Always an honor student, Sean was only in the 10th
grade when he placed second in the New York State Public High School
Cross-Country Championships. And when track season came around he
ran the fastest metric mile of any sophomore in the State - 4:18.
Months after his death, his Dad was still opening mail containing
scholarship offers from prestigious universities.
Yes, Sean French will be with us on April 26. He wouldn’t
miss it because Sean’s Run is so much more than a race, and
because Sean was so much more than a runner. He believed in things
larger than himself - like the feelings of others, and in what would
make the world a better place. If you knew him, just imagine Sean
now, winged feet and all, delighting in endless runs, and encouraging
others by his contagious enthusiasm and bright smile.

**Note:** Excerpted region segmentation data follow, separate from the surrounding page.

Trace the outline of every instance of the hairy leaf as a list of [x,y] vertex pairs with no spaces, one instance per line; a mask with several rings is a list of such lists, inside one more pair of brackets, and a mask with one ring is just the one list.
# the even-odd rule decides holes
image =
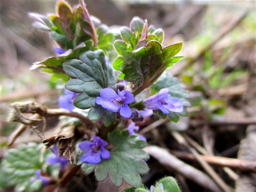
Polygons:
[[85,52],[79,57],[65,62],[63,68],[71,77],[66,83],[66,88],[75,93],[80,93],[75,97],[74,105],[83,109],[95,106],[95,100],[99,96],[101,89],[113,84],[113,76],[106,63],[105,55],[100,49]]
[[[56,77],[59,77],[66,81],[69,79],[63,70],[62,64],[66,61],[71,59],[78,59],[79,55],[85,51],[90,50],[92,46],[92,41],[89,41],[85,43],[82,43],[73,50],[70,50],[58,56],[49,57],[42,61],[35,62],[30,68],[31,70],[37,68],[44,68],[45,72],[53,73]],[[61,74],[63,75],[61,75]]]
[[104,125],[108,127],[112,122],[114,122],[114,124],[116,123],[117,116],[116,113],[112,112],[97,105],[90,110],[88,118],[91,121],[102,119]]
[[102,181],[109,175],[116,187],[120,186],[123,179],[132,186],[139,187],[141,184],[140,174],[146,174],[149,171],[143,159],[148,159],[148,155],[141,149],[145,147],[146,143],[139,139],[138,135],[129,135],[129,131],[115,130],[108,134],[109,142],[114,146],[110,151],[110,158],[102,160],[98,164],[83,163],[82,170],[89,174],[95,169],[97,180]]
[[[41,169],[45,162],[48,151],[45,153],[41,159],[43,145],[30,143],[27,145],[22,143],[17,149],[9,150],[5,156],[4,166],[1,166],[2,172],[7,177],[5,183],[1,186],[16,186],[15,191],[35,191],[42,187],[42,181],[36,180],[31,182],[31,177],[35,177],[35,172]],[[2,178],[1,178],[1,180]]]
[[[184,89],[185,87],[185,86],[177,78],[169,73],[162,74],[157,82],[150,86],[152,95],[157,94],[161,89],[168,88],[171,97],[177,97],[182,102],[183,106],[182,111],[179,113],[169,111],[168,114],[170,119],[175,123],[178,122],[179,119],[178,114],[181,116],[187,116],[188,114],[185,107],[191,106],[189,102],[185,99],[190,97],[189,94]],[[161,115],[162,111],[158,111]]]
[[91,37],[93,41],[94,46],[96,47],[98,43],[96,30],[83,1],[81,1],[81,5],[77,9],[76,20],[83,31]]
[[[159,184],[163,184],[164,191],[167,192],[180,192],[181,190],[177,181],[172,177],[167,177],[161,179],[158,182],[158,185],[156,186],[155,189],[157,190],[157,186],[159,186]],[[160,188],[160,187],[159,187]],[[155,190],[154,191],[159,191]]]

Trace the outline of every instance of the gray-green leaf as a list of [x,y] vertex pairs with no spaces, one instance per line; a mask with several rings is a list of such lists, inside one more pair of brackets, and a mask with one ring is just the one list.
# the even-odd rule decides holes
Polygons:
[[141,184],[139,174],[146,174],[149,168],[143,159],[148,155],[141,149],[146,143],[139,139],[138,136],[129,135],[127,130],[120,132],[115,130],[108,134],[109,140],[114,146],[110,151],[110,158],[102,160],[98,164],[83,163],[82,170],[89,174],[95,169],[97,180],[102,181],[109,175],[116,187],[120,186],[123,179],[132,186],[139,187]]

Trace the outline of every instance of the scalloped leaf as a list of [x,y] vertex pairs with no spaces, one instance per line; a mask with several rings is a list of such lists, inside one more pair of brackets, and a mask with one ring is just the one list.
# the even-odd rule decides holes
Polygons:
[[[175,123],[177,122],[179,119],[178,114],[183,117],[187,116],[188,113],[185,107],[191,106],[190,103],[186,99],[189,98],[190,96],[187,91],[184,89],[185,87],[185,86],[177,78],[167,73],[162,74],[157,82],[150,86],[152,95],[157,94],[162,89],[168,88],[169,90],[169,93],[171,97],[177,97],[182,102],[183,106],[183,111],[179,113],[169,111],[167,114],[170,120]],[[157,111],[158,114],[162,117],[162,111],[159,110]]]
[[114,146],[110,151],[110,158],[102,160],[98,164],[83,163],[82,170],[89,174],[94,170],[97,180],[101,181],[109,175],[116,187],[120,186],[123,180],[132,186],[139,187],[141,184],[139,174],[145,174],[149,171],[147,163],[143,159],[149,158],[148,155],[141,150],[147,145],[140,140],[138,135],[129,135],[129,131],[120,132],[116,130],[108,134],[109,142]]
[[136,85],[153,77],[162,65],[161,48],[158,42],[151,41],[136,51],[126,51],[123,56],[125,63],[120,67],[125,74],[124,79]]
[[[21,143],[17,149],[8,150],[4,160],[1,163],[1,174],[2,172],[7,177],[6,183],[4,183],[5,186],[16,186],[15,191],[39,190],[42,186],[42,180],[37,180],[31,182],[30,179],[35,176],[36,171],[41,169],[46,162],[49,151],[46,151],[44,153],[42,159],[44,147],[42,143],[29,143],[27,145]],[[3,184],[1,184],[1,186],[3,187],[5,185],[3,186]]]
[[38,68],[45,69],[47,70],[43,70],[44,72],[53,73],[56,77],[66,81],[67,79],[69,78],[63,70],[63,63],[68,60],[79,58],[79,56],[81,53],[91,49],[92,44],[92,41],[89,40],[85,43],[81,43],[73,50],[69,50],[57,57],[51,57],[42,61],[35,62],[33,63],[30,70]]
[[113,122],[114,124],[115,124],[117,118],[116,113],[112,112],[98,105],[90,110],[88,118],[91,121],[102,119],[104,125],[106,127],[109,126]]
[[65,72],[73,78],[66,83],[65,87],[72,91],[81,93],[75,98],[74,105],[86,109],[95,106],[95,100],[99,96],[100,91],[110,84],[113,85],[114,80],[102,50],[87,51],[81,55],[79,59],[63,63]]
[[[161,179],[158,182],[158,184],[156,185],[154,191],[160,191],[157,190],[159,189],[160,189],[159,183],[163,184],[164,191],[167,192],[180,192],[181,190],[177,183],[177,181],[172,177],[167,177]],[[157,187],[158,187],[159,188]]]
[[81,2],[81,5],[77,9],[76,20],[83,31],[91,37],[93,41],[94,46],[96,47],[98,43],[96,30],[83,1]]

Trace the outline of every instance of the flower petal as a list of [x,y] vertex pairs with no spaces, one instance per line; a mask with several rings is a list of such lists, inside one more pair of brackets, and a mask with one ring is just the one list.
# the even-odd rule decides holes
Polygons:
[[61,108],[71,111],[75,109],[73,101],[74,98],[70,95],[62,95],[59,98],[59,105]]
[[61,159],[59,162],[60,163],[61,170],[64,170],[66,167],[67,164],[67,159],[65,157],[62,157],[61,158]]
[[117,98],[117,94],[114,90],[110,88],[102,89],[99,91],[101,97],[105,100],[109,100]]
[[103,100],[102,98],[99,97],[96,98],[95,102],[98,105],[100,105],[103,108],[112,112],[117,112],[119,109],[119,107],[117,105],[110,101]]
[[165,107],[169,111],[179,113],[183,110],[183,105],[181,101],[177,97],[165,101],[167,105]]
[[143,140],[144,141],[147,142],[147,139],[146,138],[143,136],[142,135],[140,134],[139,135],[139,139],[141,140]]
[[37,170],[35,172],[35,175],[38,177],[41,176],[41,169],[39,169]]
[[169,111],[166,109],[164,106],[161,105],[159,103],[158,103],[158,107],[159,109],[162,111],[162,112],[164,114],[168,114]]
[[101,149],[101,157],[103,159],[108,159],[110,158],[110,152],[103,147]]
[[125,101],[127,103],[133,103],[135,101],[135,99],[134,98],[133,95],[129,91],[127,91],[125,92],[125,96],[126,99]]
[[58,156],[59,156],[59,152],[58,151],[58,146],[57,145],[54,145],[54,146],[52,148],[51,150],[55,155]]
[[59,159],[56,156],[49,157],[47,158],[47,161],[50,165],[53,165],[59,163]]
[[92,153],[91,151],[91,152],[89,155],[87,154],[87,152],[82,156],[81,160],[82,162],[92,164],[96,164],[99,163],[101,161],[100,152],[95,153]]
[[152,109],[149,109],[146,108],[144,109],[144,110],[141,110],[139,111],[142,115],[145,117],[151,116],[154,114]]
[[54,51],[55,52],[56,52],[57,53],[59,54],[60,55],[63,54],[67,51],[65,50],[62,49],[61,49],[60,48],[59,48],[58,47],[55,47],[55,48],[54,48],[53,49],[54,50]]
[[160,187],[160,189],[161,189],[162,191],[164,191],[164,190],[163,189],[163,183],[159,183],[159,187]]
[[135,133],[134,131],[137,131],[139,129],[139,127],[135,126],[135,123],[134,122],[131,123],[127,127],[127,129],[129,131],[130,135],[134,134]]
[[124,117],[129,119],[131,117],[132,112],[131,109],[126,104],[120,109],[120,115]]
[[89,149],[93,143],[88,141],[84,141],[79,144],[79,148],[82,151]]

In the world as Sean would have it, no other young
person would ever again lose his life because of a bad judgment.
To drink and drive, to not wear a seat belt, to take such risks
with this fragile life we’ve been given, these things simply
would not happen.
Sean would never want another Mom & Dad to endure
what his parents, Mark and Cathy, have endured, nor see another
brother cope with the loss that Eric has had to endure.
Sean wasn’t the only victim in the car crashed
by an underage drunk driver in the early minutes of New Years Day,
2002.
With him were two close friends, one was fortunately
buckled safely in the front seat. The other, Ian Moore, permanently
injured in the crash, sat unbuckled next to Sean in the rear seat.
The Moore family, too, is forever scarred by the same act of foolishness.
Knowing Sean, he would do whatever he could to see Ian walk, and
to see no family ever goes through that again.
Once again, the First Niagara Bank will serve as Presenting Sponsor
for Sean’s Run, offering a small army of event volunteers
and generously contributing $10,000 so that they, too, won’t
ever have to read in the paper, or hear on the news, that it’s
happened one more time. Their sponsorship seems to shout, “No
more!”
So when you lace up those Nikes on April 26, when you watch or participate
in the Battle of the Belts competition or in any of the other Sean’s
Run events, know that together, and with Sean, you are making our
communities safer places.
Then, as you head down the Sean’s Run
course, look up at the cloud of dust in front of the pack. Don’t
waste time wondering who that is. After all, it’s Spring again,
and what we think is gone, isn’t always.